Breve diario del cuerpo

Ilustración: Luis Eduardo Toapanta

¿Saben que es el infierno? Probarse un biquini en el vestidor de un centro comercial, con luz fluorescente, en época de covid, mientras tu hijo corretea afuera con su padre entre mucha gente y no sabes si tiene bien puesta la mascarilla. Mirarte en un espejo que te devuelve un cuerpo que no se parece a los maniquíes.

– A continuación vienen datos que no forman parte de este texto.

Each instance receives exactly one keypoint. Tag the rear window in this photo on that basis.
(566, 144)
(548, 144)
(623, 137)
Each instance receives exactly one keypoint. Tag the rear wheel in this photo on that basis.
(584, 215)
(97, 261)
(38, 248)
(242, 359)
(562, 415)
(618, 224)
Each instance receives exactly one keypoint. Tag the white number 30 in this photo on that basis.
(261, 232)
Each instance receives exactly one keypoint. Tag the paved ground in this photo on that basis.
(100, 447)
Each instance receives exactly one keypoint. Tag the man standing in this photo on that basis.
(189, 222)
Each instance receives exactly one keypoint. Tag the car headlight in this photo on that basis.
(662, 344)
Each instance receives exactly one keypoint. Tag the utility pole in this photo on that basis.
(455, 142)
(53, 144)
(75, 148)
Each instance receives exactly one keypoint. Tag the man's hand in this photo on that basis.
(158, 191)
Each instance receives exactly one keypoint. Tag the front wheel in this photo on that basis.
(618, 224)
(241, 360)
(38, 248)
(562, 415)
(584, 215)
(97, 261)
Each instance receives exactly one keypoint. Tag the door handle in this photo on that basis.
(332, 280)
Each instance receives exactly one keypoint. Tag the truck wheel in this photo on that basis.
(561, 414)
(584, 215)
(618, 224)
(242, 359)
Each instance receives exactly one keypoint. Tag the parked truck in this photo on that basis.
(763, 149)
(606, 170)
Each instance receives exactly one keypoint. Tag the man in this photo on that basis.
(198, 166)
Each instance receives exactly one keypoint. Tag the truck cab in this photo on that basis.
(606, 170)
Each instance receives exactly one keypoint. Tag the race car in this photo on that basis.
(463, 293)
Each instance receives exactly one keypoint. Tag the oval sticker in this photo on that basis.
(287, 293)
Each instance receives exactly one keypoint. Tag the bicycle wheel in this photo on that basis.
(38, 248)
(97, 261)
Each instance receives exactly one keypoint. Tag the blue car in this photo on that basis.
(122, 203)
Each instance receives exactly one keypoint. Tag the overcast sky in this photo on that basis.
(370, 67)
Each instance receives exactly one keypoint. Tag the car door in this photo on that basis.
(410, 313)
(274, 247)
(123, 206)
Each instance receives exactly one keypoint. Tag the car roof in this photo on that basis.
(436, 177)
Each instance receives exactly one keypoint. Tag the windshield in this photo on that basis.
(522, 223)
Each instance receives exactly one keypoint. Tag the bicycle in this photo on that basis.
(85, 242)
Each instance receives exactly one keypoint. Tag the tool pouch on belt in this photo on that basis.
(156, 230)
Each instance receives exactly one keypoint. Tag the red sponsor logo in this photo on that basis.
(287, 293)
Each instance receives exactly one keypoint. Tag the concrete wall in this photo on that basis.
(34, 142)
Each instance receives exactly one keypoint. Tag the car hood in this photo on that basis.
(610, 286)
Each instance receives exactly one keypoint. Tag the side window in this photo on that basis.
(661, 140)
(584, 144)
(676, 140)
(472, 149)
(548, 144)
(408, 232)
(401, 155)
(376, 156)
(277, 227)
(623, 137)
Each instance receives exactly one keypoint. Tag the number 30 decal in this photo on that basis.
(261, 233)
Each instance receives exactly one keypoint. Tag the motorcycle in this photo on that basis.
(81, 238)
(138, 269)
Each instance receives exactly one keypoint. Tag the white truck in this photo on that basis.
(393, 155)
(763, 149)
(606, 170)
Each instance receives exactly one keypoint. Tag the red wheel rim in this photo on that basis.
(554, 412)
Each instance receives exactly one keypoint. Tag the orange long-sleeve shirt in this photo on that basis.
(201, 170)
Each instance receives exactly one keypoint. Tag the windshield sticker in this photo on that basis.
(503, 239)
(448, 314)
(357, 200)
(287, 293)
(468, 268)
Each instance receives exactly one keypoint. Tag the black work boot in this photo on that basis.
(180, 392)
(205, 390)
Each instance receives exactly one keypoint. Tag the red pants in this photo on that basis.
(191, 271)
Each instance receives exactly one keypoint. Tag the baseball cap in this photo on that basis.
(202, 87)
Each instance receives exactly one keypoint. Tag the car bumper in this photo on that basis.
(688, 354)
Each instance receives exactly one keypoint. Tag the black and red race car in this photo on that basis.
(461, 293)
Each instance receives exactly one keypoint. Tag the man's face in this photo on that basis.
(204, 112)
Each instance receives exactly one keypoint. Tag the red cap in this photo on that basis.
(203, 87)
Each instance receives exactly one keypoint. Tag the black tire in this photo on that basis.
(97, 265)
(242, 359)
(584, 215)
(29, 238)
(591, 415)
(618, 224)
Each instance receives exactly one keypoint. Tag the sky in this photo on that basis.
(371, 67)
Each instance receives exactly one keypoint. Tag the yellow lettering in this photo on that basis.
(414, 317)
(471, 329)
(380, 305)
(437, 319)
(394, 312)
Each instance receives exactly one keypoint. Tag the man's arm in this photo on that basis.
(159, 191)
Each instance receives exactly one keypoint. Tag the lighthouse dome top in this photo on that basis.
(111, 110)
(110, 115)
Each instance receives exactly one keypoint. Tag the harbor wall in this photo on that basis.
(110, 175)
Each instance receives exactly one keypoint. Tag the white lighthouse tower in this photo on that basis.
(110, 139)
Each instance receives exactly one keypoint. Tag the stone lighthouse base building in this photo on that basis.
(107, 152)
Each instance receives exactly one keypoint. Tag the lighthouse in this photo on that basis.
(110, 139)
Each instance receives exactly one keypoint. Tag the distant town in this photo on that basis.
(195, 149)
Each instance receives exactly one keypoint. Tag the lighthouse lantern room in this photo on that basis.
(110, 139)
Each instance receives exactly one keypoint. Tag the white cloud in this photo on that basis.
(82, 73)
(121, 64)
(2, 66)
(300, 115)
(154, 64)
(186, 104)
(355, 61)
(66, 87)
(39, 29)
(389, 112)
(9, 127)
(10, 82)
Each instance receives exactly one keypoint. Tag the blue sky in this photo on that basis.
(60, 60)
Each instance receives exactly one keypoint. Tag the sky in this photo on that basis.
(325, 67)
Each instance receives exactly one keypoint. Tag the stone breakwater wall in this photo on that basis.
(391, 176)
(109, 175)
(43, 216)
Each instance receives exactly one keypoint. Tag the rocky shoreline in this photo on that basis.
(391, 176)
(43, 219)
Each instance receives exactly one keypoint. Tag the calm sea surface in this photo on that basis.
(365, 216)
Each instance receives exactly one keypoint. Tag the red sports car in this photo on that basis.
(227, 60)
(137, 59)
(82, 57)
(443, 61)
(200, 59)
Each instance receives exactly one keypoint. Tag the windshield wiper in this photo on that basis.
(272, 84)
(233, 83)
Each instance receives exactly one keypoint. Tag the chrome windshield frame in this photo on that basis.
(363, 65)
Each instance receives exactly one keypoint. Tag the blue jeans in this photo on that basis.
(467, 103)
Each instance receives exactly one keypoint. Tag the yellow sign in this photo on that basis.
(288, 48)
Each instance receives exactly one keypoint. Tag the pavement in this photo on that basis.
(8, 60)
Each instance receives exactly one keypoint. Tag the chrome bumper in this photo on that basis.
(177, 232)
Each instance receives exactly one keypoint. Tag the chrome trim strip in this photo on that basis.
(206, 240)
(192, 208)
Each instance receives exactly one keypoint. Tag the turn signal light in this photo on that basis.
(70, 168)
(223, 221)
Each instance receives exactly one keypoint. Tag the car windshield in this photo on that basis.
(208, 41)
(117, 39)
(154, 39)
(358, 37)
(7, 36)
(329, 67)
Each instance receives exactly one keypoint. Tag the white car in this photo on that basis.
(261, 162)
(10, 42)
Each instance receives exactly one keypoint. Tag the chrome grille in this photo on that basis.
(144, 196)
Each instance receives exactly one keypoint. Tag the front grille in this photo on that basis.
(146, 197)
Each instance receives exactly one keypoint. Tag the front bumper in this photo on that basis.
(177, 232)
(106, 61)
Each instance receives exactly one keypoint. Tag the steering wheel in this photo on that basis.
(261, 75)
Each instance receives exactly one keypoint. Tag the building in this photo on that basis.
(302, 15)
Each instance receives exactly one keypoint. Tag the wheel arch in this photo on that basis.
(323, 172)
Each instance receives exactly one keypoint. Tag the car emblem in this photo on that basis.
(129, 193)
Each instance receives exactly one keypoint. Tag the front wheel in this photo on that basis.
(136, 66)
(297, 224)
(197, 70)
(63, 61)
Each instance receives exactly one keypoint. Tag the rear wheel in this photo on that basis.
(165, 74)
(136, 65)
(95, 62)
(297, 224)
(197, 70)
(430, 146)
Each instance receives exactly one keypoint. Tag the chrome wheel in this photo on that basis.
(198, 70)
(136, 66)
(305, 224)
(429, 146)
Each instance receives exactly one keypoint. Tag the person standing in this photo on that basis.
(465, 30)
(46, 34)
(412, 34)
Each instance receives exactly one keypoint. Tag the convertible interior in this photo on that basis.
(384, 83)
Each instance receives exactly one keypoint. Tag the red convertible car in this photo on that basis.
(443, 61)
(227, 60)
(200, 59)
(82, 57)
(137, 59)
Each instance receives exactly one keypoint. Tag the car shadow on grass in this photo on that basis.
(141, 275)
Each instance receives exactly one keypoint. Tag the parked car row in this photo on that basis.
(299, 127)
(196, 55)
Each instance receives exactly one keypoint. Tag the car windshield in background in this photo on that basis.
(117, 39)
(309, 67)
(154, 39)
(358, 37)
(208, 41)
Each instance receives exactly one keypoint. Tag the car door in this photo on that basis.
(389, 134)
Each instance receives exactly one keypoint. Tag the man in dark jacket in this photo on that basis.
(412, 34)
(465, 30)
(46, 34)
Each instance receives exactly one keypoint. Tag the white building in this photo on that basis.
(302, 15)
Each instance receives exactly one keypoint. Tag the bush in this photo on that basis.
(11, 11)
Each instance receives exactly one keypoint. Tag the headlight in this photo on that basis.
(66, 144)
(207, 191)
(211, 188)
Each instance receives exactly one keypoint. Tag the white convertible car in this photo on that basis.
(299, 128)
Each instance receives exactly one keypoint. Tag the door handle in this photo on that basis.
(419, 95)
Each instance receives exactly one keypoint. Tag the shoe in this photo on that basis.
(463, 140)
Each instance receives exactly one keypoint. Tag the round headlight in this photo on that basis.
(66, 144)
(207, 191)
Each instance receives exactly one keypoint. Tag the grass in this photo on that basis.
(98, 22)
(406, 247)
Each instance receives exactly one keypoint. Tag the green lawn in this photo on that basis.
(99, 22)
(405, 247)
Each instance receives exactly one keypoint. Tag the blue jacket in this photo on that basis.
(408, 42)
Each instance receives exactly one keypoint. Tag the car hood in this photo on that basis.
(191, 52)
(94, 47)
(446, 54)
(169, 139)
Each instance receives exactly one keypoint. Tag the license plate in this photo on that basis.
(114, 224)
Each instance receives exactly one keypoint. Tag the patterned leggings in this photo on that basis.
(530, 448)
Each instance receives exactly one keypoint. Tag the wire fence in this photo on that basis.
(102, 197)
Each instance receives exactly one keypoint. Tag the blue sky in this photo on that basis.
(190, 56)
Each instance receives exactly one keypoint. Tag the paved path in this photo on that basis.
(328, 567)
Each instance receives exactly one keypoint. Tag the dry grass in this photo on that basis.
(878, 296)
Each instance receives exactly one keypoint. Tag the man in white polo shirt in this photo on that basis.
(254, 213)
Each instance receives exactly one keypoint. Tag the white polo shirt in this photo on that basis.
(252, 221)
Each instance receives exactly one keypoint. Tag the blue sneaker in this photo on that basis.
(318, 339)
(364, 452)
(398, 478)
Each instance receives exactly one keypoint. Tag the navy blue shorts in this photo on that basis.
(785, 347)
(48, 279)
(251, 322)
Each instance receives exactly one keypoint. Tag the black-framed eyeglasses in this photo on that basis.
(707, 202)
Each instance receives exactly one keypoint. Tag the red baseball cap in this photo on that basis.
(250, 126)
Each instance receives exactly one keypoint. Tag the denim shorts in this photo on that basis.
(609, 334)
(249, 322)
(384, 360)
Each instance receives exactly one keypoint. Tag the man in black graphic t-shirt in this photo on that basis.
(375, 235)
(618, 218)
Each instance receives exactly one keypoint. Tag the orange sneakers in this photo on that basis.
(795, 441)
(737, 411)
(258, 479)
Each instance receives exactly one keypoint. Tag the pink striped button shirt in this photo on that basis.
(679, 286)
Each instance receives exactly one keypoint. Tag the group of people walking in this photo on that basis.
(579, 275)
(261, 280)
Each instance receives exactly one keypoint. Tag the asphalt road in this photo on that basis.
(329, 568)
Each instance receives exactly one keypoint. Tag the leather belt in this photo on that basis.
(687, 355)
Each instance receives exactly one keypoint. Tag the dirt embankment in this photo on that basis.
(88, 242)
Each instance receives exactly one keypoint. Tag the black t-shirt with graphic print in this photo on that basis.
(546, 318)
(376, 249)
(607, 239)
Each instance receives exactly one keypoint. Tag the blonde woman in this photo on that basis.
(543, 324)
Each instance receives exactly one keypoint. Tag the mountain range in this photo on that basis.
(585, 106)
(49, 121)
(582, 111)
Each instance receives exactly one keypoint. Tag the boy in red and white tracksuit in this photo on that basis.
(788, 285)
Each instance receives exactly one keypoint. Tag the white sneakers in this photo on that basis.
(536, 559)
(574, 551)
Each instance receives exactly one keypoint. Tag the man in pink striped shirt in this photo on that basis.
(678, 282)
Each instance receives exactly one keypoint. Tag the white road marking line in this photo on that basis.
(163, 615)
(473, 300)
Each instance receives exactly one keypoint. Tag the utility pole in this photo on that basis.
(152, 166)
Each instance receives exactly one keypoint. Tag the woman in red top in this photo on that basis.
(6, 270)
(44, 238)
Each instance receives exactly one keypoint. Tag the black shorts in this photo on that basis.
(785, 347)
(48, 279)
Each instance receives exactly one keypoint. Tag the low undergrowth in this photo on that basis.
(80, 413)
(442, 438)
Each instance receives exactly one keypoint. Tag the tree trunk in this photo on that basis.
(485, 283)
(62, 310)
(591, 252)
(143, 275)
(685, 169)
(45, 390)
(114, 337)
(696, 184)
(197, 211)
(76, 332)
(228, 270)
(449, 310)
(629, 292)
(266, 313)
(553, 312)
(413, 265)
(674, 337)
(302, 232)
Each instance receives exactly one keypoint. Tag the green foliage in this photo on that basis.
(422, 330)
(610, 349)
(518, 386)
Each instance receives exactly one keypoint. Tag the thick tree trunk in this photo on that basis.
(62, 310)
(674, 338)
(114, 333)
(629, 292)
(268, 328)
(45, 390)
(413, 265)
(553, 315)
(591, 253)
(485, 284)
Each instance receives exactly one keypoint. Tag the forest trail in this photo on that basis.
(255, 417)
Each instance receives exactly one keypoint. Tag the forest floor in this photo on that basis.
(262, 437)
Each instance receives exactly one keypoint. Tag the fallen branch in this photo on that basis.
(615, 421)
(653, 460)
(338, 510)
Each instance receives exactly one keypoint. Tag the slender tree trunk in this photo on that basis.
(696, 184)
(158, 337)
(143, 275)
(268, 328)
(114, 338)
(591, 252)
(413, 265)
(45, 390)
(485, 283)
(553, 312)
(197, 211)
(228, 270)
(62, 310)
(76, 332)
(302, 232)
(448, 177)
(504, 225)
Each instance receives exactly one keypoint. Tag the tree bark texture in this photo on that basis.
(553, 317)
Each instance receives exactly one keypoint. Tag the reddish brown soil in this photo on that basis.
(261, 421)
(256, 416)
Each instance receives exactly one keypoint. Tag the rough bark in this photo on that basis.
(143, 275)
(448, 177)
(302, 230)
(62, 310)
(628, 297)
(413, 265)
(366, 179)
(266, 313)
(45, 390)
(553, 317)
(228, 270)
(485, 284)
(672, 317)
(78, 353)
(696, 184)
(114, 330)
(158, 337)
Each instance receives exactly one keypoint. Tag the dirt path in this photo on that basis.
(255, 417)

Pocas veces he estado cómoda con mi cuerpo. De niña era demasiado flaca. Mis piernas parecían sorbetes. Tenía vergüenza de usar short. Mientras las demás niñas lucían piernas musculosas y bronceadas, las mías parecían huesos de una blancura absurda. Yo quería ser morena, como Bibi Gaitán, admiraba su piel canela y su cabello negro: me parecía que en cuerpos así la vida era más ligera. Yo estaba encerrada en un cuerpo con alergias, con miopía.

Mis padres me decían que era linda y yo les creía. Pero cuando, en la adolescencia, se me ocurrió mirarme la nariz de perfil con un espejo, casi me da el telele. No era respingada como las de las princesas en las películas. ¿Cómo, teniendo una nariz así, me decían que era linda?

En un país racista, ser rubia, o casi rubia, sirve. Es asqueroso pero cierto. Puedes ser horrible, pero si eres medio suca estás salvada. Las mamás de mis amigas (las mismas que a veces se negaban a jugar conmigo por la marca de mis zapatos) decían: “Qué linda, pero si ha sido rubiecita, lavarase el cabello con manzanilla para que no se le oscurezca”. A veces en los pueblos me confundían con una gringa y me daba cuenta de que mis amigos o algunos familiares se sentían bien con eso. Raro. Lo rubia, como a toda longa quiteña, se me quitó con los años por no seguir los consejos de la manzanilla y pintarme el pelo de todos los colores posibles. 

A los doce dejé de ser raquítica y me salieron churos. Lo segundo no me molestó, pero lo primero me llevó al miedo, a la gordura. Para una mujer ser gorda es casi lo peor que le puede pasar; en esta sociedad, claro. A los hombres se les permite, pero a nosotras no. Y cuando yo tenía quince años eso del feminismo no existía: usaba lentes y no podía permitirme “pasarme de postres”. Después del parto, casi vuelvo al hospital para una lipo. Por suerte, la lactancia se chupó todo y quedé de hecho más flaca que antes. Con un cuerpo distinto. No mejor. No peor. Distinto. Un par de estrías, una pancita de mamá, y algo, algo que cambia y que casi no se ve, pero ahí está. No es feo. Es interesante, es el tiempo, es la vida. Y está también la cicatriz de la cesárea, que me gusta por lo mismo, porque es la señal de la experiencia, un tatuaje natural. 


Así es como debería amar mi cuerpo y juro que lo intento cada día. Dejar de atormentarme por los malditos maniquíes que no se parecen a mí y aceptar cada cana, cada estría: es solo la vida, solo el tiempo.